Harry parecia desesperado e corria tão rápido, que foi difícil para os três acompanhá-lo. Ele desceu escadas, pegou atalhos e desviou de alunos até chegar... tanto Gina, quanto Rony e Hermione fizeram expressões intrigadas; era a sala de A.D.! Ele entrou na sala, os três o seguiram.
Transtornado, ele andou de um lado para outro, respirando muito rápido. Harry finalmente apanhou o diário de Gina em suas vestes e o observou com tristeza. Ele se jogou nas almofadas, dedilhando, trêmulo, a capa do caderno. Gina, Rony e Hermione se entreolharam, mas acabaram se sentando ao redor de Harry. Enquanto observava o artefato em suas mãos, o garoto murmurou desanimado:
- Além de mentiroso, agora você também é ladrão e bisbilhoteiro... Olha só no quê você se transformou, Harry Potter...
Ele abriu o diário e o estômago de Gina deu voltas; Harry realmente o leu. E a cada página que virava, a expressão no rosto se contraía ainda mais, até que ele desistiu de lutar e permitiu que as lágrimas escorressem pelo seu rosto.

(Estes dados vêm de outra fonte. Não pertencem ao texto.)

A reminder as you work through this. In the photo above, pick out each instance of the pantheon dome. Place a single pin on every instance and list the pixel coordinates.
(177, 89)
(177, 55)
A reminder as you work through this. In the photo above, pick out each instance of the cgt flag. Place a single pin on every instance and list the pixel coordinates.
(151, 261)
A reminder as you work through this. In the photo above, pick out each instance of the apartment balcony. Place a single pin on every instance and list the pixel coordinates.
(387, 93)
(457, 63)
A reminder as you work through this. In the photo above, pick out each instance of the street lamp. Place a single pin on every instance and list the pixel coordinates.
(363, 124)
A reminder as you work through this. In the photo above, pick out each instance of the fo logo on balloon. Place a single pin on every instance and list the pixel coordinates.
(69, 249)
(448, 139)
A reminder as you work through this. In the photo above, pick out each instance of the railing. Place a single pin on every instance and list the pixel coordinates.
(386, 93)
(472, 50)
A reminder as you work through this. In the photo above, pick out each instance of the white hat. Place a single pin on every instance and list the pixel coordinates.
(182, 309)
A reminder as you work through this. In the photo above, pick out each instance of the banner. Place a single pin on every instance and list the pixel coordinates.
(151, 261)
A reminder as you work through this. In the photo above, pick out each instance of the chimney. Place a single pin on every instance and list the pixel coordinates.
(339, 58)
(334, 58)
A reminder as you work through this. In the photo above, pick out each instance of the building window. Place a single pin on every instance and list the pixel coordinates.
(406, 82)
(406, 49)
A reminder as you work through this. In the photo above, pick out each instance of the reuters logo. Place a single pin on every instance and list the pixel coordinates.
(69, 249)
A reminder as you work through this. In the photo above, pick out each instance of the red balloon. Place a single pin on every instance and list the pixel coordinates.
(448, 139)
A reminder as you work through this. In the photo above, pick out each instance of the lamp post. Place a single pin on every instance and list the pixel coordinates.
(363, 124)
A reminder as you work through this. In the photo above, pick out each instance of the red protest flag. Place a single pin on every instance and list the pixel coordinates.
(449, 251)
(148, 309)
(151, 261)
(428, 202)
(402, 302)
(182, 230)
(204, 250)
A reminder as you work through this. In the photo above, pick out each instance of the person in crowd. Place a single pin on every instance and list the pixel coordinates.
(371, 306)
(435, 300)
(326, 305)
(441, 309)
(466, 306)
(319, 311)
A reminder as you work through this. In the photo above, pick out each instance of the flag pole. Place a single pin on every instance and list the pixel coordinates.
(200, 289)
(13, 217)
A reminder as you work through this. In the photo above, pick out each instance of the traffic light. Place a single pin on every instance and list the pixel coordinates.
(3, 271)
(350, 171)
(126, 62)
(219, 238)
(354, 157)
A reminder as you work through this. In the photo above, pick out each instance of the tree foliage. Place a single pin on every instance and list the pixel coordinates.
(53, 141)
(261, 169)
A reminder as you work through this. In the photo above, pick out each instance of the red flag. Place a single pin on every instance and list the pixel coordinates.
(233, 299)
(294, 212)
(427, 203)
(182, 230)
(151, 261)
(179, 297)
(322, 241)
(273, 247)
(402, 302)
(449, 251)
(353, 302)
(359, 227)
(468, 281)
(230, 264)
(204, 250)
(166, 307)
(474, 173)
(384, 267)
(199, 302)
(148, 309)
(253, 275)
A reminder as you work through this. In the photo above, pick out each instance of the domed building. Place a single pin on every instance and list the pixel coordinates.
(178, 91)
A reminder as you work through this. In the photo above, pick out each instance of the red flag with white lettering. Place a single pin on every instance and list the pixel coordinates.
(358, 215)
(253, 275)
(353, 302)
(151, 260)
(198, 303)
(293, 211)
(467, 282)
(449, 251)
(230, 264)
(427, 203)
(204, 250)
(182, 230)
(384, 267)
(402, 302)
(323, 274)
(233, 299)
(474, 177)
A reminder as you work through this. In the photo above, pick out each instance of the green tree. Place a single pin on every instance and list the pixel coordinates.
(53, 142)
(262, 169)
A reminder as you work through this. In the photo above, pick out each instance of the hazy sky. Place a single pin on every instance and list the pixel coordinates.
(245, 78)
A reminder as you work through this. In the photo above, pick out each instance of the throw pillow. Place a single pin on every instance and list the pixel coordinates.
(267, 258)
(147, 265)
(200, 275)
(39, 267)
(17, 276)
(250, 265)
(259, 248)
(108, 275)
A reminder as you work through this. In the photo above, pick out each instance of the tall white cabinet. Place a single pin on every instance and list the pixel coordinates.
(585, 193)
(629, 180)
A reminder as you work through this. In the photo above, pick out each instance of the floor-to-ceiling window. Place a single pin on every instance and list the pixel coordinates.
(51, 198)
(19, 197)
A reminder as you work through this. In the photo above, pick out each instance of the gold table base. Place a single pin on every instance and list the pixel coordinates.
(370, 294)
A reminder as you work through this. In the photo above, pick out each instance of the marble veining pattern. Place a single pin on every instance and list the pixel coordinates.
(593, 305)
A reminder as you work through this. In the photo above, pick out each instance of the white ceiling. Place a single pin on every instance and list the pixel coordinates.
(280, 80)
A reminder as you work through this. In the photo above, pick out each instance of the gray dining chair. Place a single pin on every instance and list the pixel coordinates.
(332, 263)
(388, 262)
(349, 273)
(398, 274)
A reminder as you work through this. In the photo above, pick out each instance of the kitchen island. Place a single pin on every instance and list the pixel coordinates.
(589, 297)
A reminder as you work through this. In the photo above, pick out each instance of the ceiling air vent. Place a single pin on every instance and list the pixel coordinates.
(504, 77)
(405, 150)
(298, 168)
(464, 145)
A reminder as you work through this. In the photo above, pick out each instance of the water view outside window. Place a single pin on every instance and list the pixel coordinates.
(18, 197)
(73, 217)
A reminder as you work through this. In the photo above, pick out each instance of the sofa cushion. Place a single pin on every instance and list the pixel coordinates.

Depois de virar muitas páginas, Harry procurou entre suas vestes algo, mas não estava achando. Ele suspirou cansado e murmurou:
- Preciso de uma pena... – ao seu lado, a pena apareceu; é claro, ele estava na Sala Precisa, tudo que ele pedisse apareceria ali. Harry pegou a pena e a olhou chateado. – Você esqueceu do tinteiro. – ele completou, e logo a sala atendeu ao seu segundo pedido.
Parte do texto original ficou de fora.